Venant de l’autre côté du canyon de Chelly il traverse,
Sur une fine corde horizontale de blanc il traverse,
Pour son kethawn de noir, sur la corde
il traverse.
La guérison
Les pigments de la peinture de sable sont éparpillés et retournent à la terre et le chanté accueille le nouveau jour en célébrant sa confiance retrouvée :
Par bonheur mes yeux retrouvent leur pouvoir. Par bonheur ma tête est apaisée. Par bonheur mes membres retrouvent leur pouvoir. Par bonheur j’entends de nouveau. Par bonheur pour moi le sort est écarté. Par bonheur je peux marcher. Insensible à la douleur, ainsi puis-je marcher. Eprouvant la lumière à l’intérieur de moi, je marche. Plein de joie et d’entrain, je marche. [1]
Les amis et parents du chanté demeurent à l’intérieur du hogan et célèbrent sa guérison. Leur chant de gratitude fait écho aux mélopées du chanté :
De l’étang dans la vallée blanche, le jeune homme en quête, le dieu accepte ses sacrifices
(…) des mares dans la prairie verte, la jeune femme en quête, le dieu accepte ses sacrifices, grâce à cela [ils guérissent] maintenant, grâce à cela les tiens te remercient. [2]
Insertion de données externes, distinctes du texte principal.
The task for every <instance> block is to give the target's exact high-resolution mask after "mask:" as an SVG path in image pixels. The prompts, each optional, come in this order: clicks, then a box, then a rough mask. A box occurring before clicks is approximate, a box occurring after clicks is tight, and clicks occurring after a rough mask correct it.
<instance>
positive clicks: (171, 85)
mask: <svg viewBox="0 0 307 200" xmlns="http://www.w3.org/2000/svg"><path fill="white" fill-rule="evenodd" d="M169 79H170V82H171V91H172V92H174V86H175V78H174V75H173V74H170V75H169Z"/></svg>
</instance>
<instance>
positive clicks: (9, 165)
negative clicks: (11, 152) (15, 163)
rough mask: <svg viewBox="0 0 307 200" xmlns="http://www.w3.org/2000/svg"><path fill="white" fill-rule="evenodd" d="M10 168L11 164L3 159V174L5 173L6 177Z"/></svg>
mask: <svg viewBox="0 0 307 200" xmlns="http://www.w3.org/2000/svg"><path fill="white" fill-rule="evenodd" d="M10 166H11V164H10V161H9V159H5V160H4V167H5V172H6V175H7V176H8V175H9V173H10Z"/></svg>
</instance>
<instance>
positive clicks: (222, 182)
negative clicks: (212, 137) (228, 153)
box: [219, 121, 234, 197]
Le sacrifice du chanté est d’accepter de renoncer aux velléités de domination sur la matière et le temps. Lorsque le patient accepte de s’abandonner en réitérant sa confiance en un ordre magnifique et bienveillant, il guérit.
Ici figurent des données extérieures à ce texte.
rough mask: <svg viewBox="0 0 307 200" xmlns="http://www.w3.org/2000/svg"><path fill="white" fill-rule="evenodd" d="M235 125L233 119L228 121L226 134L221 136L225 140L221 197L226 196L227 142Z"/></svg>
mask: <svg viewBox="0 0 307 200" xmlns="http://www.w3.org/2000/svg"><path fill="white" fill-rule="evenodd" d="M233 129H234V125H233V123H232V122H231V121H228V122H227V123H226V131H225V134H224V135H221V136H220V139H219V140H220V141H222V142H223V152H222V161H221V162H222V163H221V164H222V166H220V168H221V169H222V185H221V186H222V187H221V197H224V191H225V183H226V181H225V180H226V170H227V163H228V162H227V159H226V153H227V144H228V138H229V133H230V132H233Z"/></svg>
Le motif de la crainte est récurrent dans toutes les mélopées de gratitude. La peur paralyse le chanté qui est coupé du sentiment de beauté. La cérémonie permet au chanté de se débarrasser de ses angoisses. La guérison est réalisée. Le patient retrouve la vue et chante la beauté de la création :
Les montagnes ont regagné leur place, les arbres ont regagné leur place, toute la végétation pousse de nouveau à sa place, tout est redevenu beau. J’ai échappé à la peur. J’ai échappé à la peur (…) Les dieux me bénissent. Je suis heureux! [3]
[1] Matthews, Washington. « The Night Chant : A Navaho Ceremony », Memoirs of the American Museum of Natural History, 6, 1902, p.144. Mélopée de la Voie de la Nuit après la neuvième et dernière nuit.
[2] Op.cit., p.153.
[3] Prière au Peuple Etoile, Natani Tso in Sandner, Donald. Rituels de guérison chez les Navajo. Editions du Rocher, 1996, p.166-67.
Super article, très intéressant et initiatique, merci beaucoup.
Bonjour,
Merci pour cet article ! Où trouver les références ? telles que Matthews, Washington. « The Night Chant : A Navaho Ceremony », Memoirs of the American Museum of Natural History, 6, 1902 entre autres
Bonjour,
l’article est numérisé ici : https://digitallibrary.amnh.org/handle/2246/30
il suffit ensuite de le télécharger pour le lire.
Bonne journée,
Nausica
Merci pour cet article, et pour ce dernier lien, et très belle année à vous!